Typically, a distributed Horovod optimizer uses gradient descent computations communicated between nodes with MPI. Data extraction and preprocessing is done within the Python interpreter on the workers. To persist training results; a checkpoint directory on DBFS is used to store model checkpoints by one of the workers, see concise code below.

horovod.png

When writing Python code for the Horovod runner we cannot use Spark SQL functionality to query our data from our HDFS-like filesystem. Only the Spark driver node can coordinate this functionality and collect its results. However, there are options to read from HDFS-like data lake storage.

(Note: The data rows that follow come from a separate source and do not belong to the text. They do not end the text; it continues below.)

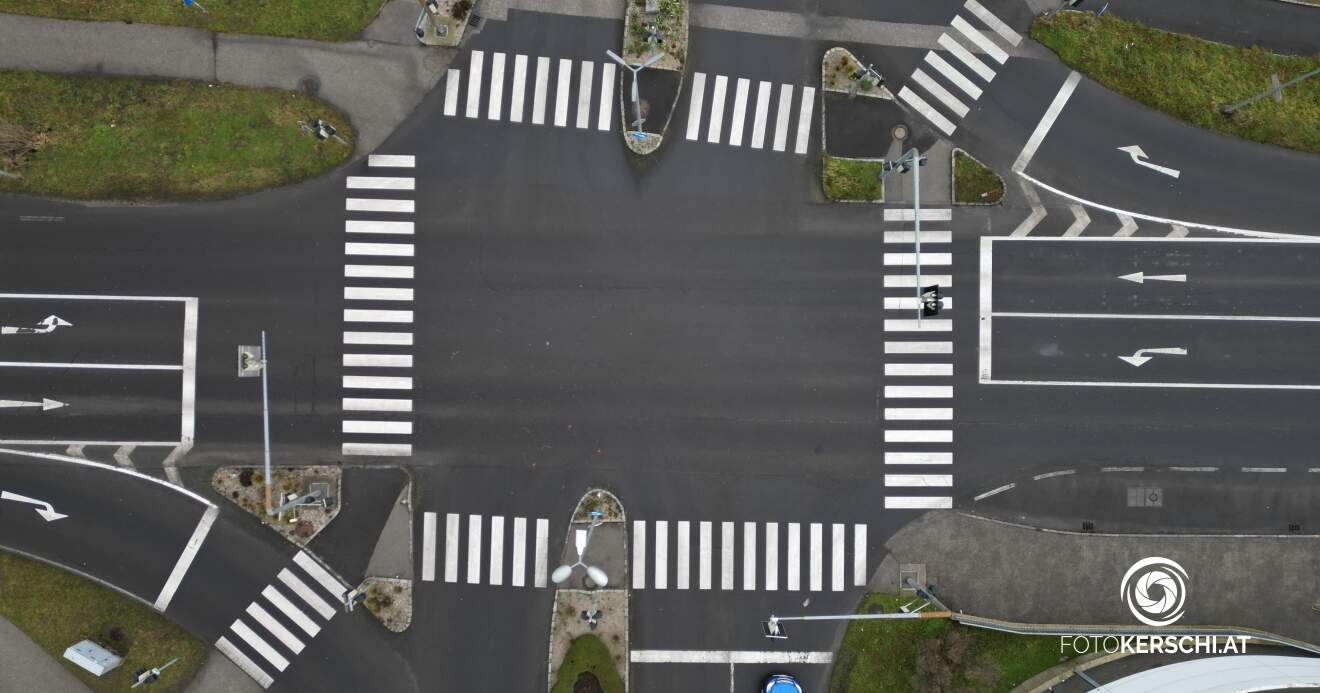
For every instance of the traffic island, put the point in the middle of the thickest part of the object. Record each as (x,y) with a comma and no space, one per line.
(589,623)
(655,57)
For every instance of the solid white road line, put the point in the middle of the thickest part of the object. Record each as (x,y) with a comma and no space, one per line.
(518,97)
(919,413)
(291,611)
(940,392)
(816,557)
(585,79)
(603,116)
(355,226)
(452,520)
(543,78)
(918,436)
(739,114)
(518,566)
(185,559)
(242,660)
(698,94)
(919,368)
(758,124)
(372,293)
(793,566)
(262,647)
(717,110)
(378,338)
(391,428)
(541,562)
(403,206)
(837,544)
(376,382)
(681,535)
(918,502)
(474,82)
(1047,122)
(726,556)
(275,627)
(782,115)
(428,547)
(933,87)
(474,549)
(918,458)
(378,272)
(749,556)
(993,21)
(562,93)
(496,100)
(919,347)
(704,556)
(379,182)
(452,82)
(980,40)
(858,555)
(394,250)
(804,119)
(981,69)
(952,74)
(359,314)
(399,161)
(305,593)
(496,574)
(639,555)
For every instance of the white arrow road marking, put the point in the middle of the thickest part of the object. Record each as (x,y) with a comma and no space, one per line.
(44,510)
(1139,159)
(1139,277)
(1141,357)
(46,404)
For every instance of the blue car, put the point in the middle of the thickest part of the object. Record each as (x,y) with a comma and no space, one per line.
(782,683)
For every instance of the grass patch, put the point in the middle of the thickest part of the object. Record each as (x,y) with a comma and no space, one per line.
(850,178)
(588,654)
(58,609)
(973,181)
(135,139)
(324,20)
(933,655)
(1189,78)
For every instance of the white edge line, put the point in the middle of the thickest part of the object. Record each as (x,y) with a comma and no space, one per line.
(185,560)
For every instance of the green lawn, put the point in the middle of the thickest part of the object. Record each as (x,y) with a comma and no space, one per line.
(58,609)
(588,654)
(933,655)
(850,178)
(325,20)
(1189,78)
(973,181)
(148,140)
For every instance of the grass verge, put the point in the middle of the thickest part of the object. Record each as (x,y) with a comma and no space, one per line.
(1189,78)
(850,178)
(933,655)
(58,609)
(588,655)
(324,20)
(973,181)
(133,139)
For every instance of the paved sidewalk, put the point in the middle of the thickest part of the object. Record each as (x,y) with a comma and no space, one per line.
(376,81)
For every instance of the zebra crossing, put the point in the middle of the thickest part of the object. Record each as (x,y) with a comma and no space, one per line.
(541,91)
(378,310)
(952,100)
(918,382)
(276,626)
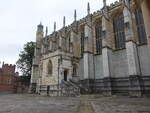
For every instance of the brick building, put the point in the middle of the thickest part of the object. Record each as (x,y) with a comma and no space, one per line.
(8,78)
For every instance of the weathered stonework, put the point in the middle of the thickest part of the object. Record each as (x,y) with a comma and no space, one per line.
(107,60)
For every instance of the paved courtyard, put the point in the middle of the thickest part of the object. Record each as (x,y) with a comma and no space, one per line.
(15,103)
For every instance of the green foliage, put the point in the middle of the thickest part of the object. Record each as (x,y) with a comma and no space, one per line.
(24,62)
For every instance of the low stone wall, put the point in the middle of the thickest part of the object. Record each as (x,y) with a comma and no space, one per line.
(7,88)
(133,86)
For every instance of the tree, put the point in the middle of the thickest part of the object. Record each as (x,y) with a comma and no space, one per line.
(24,62)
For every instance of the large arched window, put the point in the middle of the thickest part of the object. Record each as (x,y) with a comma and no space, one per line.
(98,36)
(140,26)
(49,68)
(118,24)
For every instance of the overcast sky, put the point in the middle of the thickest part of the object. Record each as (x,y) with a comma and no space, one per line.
(19,18)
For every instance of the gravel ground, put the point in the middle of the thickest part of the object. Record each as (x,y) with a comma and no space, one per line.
(18,103)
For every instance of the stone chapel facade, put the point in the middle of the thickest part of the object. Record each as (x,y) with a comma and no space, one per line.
(107,52)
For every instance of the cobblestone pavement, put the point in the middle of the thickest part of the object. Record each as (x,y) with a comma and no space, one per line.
(15,103)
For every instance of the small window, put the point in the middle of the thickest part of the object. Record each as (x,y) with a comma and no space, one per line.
(49,68)
(82,43)
(140,26)
(118,24)
(98,35)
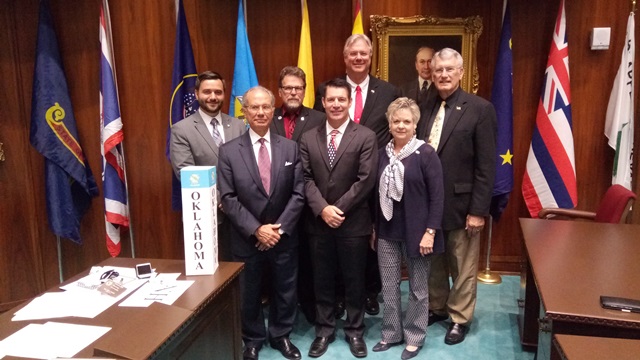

Petastorm (also open-sourced by Uber) fits our needs. This library enables the use of data lake stored Parquet files during single-node and distributed training of deep learning models. It can also use in-memory Spark DataFrames. Petastorm converts a materialized Spark DataFrame into a dataloader specific to PyTorch and Tensorflow. Preprocessing transformations can be added to the Petastorm converter as a TransformSpec, which acts on Pandas DataFrames.

We can use Petastorm for distributed deep learning if we configure the ‘shard_count’ in the Petastorm converter to the number of Horovod runners and let Horovod select the appropriate shard based on the rank of the worker. We are careful to partition the underlying parquet file to the number of Horovod workers as well. This is great! Distributed data on HDFS-like filesystems can be enabled for distributed training of Deep Learning models.

Future synergy through streaming

We have discussed the integration of Horovod (Deep Learning) with the Databricks spark cluster and Petastorm for data loading. How could the Spark and Horovod integration be improved? We would want easier data transfer between the worker JVM and the Python interpreter on each worker node. Arrow is just the technology and already supported. One solution direction could be Spark structured streaming.

Structured Streaming abstractions are based on a continuous DataFrame which grows as events come in from streaming sources (f.i. Kafka). Operations are performed in micro-batches or continuously with three output formats (Append, Update, Complete). The PySpark API is trailing behind the Java/Scala API and does not support arbitrary operations with or without state. Performance limiations are part of the reasons why the PySpark structured streaming API does not support using arbitrary operations and focuses on Spark SQL aggregations.

Wishlist: arbitrary PySpark streaming operations

During training our DL model represents state that we wish to update with each training step. The Python UDF passed to the HorovodRunner is a stateful operation on a batch of data. For instance, training a DNN on each image in a data set. We could stream each image from HDFS to the Python process with Spark Structured Streaming just in time for training. The non-functional code below gives us some idea how it would look.

pseudo_stream.png

Wrap up

This blog revolved around non-Spark centric uses of Databricks clusters. We moved from running Deep Learning training in parallel on single-node clusters to running distributed training on multi-node clusters. Our focus was to describe using distributed data for our model training and suggest some ways to close the gap between data- and compute intensive usages of Spark/Databricks clusters. In follow-up blogs we will discuss in more detail how we approach CICD with Databricks notebooks and Data Factory pipelines.